While deep neural networks have achieved remarkable success in various computer vision tasks, they often fail to generalize to new domains and subtle variations of input images. Several defenses have been proposed to improve the robustness against these variations. However, current defenses can only withstand the specific attack used in training, and the models often remain vulnerable to other input variations. Moreover, these methods often degrade performance of the model on clean images and do not generalize to out-of-domain samples. In this paper we present Generative Adversarial Training, an approach to simultaneously improve the model's generalization to the test set and out-of-domain samples as well as its robustness to unseen adversarial attacks. Instead of altering a low-level pre-defined aspect of images, we generate a spectrum of low-level, mid-level and high-level changes using generative models with a disentangled latent space.

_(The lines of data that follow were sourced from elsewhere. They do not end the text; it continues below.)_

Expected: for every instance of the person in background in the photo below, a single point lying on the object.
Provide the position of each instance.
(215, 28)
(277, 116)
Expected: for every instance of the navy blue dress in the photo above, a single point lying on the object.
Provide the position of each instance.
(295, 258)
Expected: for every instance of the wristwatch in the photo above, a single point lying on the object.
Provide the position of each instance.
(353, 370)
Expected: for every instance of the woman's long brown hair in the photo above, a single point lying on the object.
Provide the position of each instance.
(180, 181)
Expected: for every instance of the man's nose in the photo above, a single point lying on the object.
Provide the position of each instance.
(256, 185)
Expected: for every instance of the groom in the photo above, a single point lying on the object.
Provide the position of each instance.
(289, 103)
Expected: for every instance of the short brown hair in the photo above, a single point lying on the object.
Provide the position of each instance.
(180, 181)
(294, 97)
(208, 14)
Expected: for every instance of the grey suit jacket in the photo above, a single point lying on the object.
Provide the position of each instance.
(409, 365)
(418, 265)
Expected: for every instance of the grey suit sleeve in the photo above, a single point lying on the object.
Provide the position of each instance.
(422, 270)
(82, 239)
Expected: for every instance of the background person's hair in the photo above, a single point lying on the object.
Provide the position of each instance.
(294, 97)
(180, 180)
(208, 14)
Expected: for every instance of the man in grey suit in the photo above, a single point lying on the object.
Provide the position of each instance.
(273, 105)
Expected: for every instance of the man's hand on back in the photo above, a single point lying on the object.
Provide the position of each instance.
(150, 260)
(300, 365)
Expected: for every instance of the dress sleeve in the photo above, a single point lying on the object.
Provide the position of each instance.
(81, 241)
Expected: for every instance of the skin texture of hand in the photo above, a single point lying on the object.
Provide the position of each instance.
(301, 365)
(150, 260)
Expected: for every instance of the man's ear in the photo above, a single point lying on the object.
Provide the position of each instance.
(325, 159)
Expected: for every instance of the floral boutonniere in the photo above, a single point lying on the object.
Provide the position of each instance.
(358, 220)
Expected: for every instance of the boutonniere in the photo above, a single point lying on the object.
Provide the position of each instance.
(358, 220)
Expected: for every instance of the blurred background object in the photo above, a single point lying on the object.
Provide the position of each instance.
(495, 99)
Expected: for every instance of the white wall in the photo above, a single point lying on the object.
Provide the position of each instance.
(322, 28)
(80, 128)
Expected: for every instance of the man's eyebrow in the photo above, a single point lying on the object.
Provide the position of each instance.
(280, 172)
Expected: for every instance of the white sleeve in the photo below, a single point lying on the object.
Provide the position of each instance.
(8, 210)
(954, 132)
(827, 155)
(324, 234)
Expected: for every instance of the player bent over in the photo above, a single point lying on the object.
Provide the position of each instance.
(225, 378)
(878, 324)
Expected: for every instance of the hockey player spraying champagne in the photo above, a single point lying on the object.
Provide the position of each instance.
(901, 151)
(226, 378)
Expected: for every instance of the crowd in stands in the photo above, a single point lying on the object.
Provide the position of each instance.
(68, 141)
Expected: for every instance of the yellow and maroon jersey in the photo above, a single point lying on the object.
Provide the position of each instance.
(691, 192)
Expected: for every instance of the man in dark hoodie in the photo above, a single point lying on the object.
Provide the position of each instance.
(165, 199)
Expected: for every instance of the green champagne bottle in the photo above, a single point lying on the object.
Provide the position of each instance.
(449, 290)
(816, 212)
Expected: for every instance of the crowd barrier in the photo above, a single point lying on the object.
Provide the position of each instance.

Adversarial training with these examples enable the model to withstand a wide range of attacks by observing a variety of input alterations during training. We show that our approach not only improves performance of the model on clean images and out-of-domain samples but also makes it robust against unforeseen attacks and outperforms prior work. We validate effectiveness of our method by demonstrating results on various tasks such as classification, segmentation and object detection.